When Uganda’s Asian community was expelled by Idi Amin in 1972, 5000 Khoja Shia Muslims were among the arrivals in England. It was the beginning of the presence of the Khojas in the West. Within four years, Mulla Asgharali Jaffer, who has died aged 62, had become the driving force in setting up the headquarters in London of the World Federation of Khoja Shia Muslim communities, of which he was the first president. The Khoja Shia exemplify the dynamic diversity of the Shia tradition, often seen in the West as simply Iranian. Largely self-taught, Mulla Asghar, as everyone knew him, was renowned in the Muslim world for his learning, piety and charitable work. The Khoja are concentrated in Pakistan, India and East Africa, but there are now sizeable communities in Britain and the United States. Converts from Hinduism in medieval Gujarat, they first embraced the local Ismaili Muslim tradition, then in the late 19th century acknowledged – with steadfast loyalty – the authority of the senior Shia cleric in the sacred city of Najaf, in Iraq. As federation president, Mulla Asghar harnessed the community’s entrepreneurial spirit, working particularly on charitable projects, including educational schemes in Africa, and medical and housing projects in Bombay. In Britain, a main centre was built at Stanmore, Middlesex, and there were many others. Money was raised for disaster relief.

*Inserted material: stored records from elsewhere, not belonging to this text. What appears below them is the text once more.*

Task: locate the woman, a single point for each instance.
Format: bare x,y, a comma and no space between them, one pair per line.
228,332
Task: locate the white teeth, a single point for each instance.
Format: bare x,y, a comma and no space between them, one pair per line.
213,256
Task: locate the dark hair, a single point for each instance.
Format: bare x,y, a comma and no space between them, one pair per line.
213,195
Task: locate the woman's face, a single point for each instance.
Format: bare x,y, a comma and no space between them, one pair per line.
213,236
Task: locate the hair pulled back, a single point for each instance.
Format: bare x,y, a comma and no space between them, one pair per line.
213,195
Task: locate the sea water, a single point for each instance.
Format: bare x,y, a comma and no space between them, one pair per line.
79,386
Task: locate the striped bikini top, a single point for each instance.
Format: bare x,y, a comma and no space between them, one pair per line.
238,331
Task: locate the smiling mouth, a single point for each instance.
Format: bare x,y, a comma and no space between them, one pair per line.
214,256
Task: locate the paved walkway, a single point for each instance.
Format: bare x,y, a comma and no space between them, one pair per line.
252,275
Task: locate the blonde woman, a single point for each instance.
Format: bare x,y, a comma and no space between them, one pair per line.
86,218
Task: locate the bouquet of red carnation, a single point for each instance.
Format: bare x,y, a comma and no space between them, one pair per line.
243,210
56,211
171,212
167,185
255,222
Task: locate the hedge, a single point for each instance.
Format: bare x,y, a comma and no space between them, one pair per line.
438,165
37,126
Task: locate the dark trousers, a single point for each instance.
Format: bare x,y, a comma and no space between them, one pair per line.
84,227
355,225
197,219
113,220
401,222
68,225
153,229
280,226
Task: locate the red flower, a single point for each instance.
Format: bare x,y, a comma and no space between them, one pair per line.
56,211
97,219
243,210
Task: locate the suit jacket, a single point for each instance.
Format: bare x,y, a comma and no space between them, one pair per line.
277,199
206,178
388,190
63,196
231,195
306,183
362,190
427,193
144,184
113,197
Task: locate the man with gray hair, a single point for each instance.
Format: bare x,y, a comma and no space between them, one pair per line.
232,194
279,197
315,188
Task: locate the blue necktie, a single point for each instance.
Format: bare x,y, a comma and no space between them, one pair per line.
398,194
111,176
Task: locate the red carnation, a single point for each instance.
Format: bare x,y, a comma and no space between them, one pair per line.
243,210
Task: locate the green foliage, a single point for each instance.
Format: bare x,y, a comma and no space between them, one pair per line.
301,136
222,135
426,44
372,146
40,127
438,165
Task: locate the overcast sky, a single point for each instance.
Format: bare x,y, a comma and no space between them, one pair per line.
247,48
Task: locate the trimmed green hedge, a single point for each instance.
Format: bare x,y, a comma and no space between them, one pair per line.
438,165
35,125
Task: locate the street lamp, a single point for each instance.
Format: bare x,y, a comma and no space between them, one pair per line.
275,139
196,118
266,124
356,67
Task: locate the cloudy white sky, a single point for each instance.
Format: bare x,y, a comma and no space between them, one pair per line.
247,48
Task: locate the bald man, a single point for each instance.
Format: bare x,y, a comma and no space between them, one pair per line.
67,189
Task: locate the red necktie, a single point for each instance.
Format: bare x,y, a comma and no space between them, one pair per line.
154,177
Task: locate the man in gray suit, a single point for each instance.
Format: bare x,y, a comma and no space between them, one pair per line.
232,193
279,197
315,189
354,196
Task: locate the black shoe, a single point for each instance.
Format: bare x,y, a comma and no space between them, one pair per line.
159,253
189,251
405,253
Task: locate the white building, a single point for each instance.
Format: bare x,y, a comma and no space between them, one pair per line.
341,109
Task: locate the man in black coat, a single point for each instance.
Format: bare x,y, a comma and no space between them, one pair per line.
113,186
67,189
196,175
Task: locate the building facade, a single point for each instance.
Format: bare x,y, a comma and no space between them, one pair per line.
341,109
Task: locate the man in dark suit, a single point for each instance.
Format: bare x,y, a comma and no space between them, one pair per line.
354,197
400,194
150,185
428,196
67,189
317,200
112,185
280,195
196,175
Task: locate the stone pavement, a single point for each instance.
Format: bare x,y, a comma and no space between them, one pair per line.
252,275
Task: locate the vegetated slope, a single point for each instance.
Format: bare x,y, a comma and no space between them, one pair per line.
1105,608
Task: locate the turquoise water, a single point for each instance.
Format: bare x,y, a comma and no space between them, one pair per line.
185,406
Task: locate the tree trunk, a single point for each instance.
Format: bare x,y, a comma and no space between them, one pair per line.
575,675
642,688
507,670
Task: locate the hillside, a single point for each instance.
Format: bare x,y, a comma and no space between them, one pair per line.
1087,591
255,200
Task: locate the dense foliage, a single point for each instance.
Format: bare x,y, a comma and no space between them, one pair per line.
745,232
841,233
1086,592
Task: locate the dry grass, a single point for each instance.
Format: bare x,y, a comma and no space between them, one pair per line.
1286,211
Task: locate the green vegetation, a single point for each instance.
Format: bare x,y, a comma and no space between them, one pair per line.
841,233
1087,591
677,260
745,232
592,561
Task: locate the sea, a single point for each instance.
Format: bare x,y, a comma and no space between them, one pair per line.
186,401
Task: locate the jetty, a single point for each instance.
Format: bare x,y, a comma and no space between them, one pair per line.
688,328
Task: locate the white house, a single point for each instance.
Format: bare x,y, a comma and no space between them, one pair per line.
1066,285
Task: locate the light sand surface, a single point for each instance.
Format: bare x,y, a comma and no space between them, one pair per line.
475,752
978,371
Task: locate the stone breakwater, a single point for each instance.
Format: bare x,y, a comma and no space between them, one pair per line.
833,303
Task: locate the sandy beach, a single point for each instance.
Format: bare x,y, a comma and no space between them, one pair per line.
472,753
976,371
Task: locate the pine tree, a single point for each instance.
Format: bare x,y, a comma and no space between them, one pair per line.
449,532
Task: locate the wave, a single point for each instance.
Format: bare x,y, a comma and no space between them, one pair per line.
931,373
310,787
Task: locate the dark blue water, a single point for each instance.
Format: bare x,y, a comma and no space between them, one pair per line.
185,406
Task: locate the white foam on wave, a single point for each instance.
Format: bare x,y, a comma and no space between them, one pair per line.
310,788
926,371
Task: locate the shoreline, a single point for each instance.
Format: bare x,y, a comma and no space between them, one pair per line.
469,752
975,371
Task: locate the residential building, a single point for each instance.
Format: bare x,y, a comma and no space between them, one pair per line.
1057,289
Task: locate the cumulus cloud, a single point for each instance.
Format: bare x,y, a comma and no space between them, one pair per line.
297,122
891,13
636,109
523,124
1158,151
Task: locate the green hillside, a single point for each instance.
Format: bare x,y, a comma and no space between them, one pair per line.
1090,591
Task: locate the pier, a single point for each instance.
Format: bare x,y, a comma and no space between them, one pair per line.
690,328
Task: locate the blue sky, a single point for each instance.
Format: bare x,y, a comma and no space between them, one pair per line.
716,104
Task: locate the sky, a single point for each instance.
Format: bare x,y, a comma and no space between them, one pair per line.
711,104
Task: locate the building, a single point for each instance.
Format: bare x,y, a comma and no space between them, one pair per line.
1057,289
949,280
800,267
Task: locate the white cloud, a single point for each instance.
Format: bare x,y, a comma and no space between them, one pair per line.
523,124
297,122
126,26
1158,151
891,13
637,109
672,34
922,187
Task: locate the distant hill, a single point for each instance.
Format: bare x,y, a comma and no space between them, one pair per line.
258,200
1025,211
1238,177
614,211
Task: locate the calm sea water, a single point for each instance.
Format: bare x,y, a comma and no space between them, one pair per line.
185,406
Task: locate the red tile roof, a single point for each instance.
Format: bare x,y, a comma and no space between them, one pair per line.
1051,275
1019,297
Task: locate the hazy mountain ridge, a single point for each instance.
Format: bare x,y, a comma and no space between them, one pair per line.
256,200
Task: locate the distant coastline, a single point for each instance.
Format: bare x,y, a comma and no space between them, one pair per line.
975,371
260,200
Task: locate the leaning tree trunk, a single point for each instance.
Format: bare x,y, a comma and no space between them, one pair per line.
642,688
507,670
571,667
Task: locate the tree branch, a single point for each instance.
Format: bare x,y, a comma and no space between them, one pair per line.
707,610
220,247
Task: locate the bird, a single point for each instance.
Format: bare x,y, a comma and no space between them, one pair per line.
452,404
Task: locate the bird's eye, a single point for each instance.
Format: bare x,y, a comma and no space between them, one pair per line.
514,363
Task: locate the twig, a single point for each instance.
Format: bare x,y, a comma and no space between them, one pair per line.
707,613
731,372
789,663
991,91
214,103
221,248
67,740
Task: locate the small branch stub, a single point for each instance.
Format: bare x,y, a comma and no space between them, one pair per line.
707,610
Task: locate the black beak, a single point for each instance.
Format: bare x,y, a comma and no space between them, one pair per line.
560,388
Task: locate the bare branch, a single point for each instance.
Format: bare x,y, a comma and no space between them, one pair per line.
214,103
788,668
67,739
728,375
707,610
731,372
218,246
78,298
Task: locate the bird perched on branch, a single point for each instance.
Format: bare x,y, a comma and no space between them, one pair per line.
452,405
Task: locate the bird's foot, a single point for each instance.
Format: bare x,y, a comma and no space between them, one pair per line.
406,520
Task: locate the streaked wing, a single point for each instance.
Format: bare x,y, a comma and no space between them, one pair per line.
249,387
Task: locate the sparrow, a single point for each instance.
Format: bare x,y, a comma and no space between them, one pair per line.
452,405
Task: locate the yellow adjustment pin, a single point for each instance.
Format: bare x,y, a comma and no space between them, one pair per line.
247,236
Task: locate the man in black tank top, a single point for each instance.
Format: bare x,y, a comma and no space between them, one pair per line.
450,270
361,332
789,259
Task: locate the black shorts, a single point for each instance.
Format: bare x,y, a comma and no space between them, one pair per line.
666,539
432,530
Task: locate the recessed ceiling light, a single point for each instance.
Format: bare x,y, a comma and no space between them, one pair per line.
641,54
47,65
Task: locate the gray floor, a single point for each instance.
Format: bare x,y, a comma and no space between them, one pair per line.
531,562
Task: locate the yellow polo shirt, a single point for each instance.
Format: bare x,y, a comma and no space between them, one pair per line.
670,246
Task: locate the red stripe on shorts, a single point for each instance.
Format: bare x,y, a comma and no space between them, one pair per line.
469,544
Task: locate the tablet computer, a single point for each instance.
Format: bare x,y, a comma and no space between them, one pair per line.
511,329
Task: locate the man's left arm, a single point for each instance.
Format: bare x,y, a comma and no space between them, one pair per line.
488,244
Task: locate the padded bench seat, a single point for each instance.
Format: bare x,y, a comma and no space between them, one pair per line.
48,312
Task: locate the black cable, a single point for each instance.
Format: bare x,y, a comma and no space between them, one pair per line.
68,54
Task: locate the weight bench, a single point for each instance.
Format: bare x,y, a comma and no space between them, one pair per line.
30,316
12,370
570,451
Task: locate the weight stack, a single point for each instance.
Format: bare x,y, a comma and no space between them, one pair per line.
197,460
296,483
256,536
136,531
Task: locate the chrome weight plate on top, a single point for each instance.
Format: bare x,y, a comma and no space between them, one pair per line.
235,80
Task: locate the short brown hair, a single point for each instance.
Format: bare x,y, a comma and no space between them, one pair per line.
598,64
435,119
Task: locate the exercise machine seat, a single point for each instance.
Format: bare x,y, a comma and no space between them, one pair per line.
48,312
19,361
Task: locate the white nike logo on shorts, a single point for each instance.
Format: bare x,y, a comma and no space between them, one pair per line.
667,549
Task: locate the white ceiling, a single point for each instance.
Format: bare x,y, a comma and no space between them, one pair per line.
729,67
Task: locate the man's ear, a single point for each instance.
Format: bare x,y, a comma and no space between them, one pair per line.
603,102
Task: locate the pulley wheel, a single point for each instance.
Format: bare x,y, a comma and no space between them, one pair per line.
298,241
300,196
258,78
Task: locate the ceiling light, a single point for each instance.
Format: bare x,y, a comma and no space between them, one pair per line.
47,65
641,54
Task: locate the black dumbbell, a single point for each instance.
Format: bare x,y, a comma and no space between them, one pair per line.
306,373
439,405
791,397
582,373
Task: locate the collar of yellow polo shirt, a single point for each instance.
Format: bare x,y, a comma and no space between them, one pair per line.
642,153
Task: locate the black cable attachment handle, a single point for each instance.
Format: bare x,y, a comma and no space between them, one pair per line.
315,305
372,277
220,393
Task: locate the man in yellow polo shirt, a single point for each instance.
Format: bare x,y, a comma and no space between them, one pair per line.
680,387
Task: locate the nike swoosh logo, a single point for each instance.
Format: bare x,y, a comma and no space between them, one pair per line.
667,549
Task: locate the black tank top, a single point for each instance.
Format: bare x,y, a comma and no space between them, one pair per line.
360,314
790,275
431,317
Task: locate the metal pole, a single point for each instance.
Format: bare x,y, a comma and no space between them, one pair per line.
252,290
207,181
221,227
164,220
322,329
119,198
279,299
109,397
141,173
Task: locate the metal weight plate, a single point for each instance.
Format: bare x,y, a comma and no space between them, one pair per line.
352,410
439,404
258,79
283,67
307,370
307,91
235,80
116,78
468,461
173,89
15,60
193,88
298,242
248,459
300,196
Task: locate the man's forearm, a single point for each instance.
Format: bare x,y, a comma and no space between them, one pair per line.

Marhum Mulla Asgherali Mohamed Jaffer was born and educated in Kenya and ran his father’s optician shop in the old town of Mombasa. By the late 1960s, he had set up a large and famous optics factory in Nairobi, meanwhile becoming head, first of the Mombasa Shia community, then of the African Federation of Khoja Muslims. Plain-spoken, courageous and sincere, Mulla Asghar was formidably learned, and he was fluent in six languages – English, Arabic, Persian, Urdu, Kiswahili, and his native Gujarati. In 1983, he visited his friend and mentor, the spiritual head of the Shia, Grand Ayatollah Al-Khoei, in Iraq. Preparing to leave the country, he was arrested and spent three months in a Baghdad jail, where he was tortured before international pressure forced his release. He is survived by his wife, Sakina, and four children. Mulla Asgharali M M Jaffer, religious and community leader, born April 14 1937; died March 21 2000


Please remember Marhum Mulla Asgherali Mohamed Jaffer with a good thought, a good deed and a Sura Al Fateha

May Allah SWT repose the departed soul in the abundance of His mercy and rest him amongst the chosen ones – Ameen. We request our readers to remember marhum and all the Marhumeen with Sura-e-Fateha.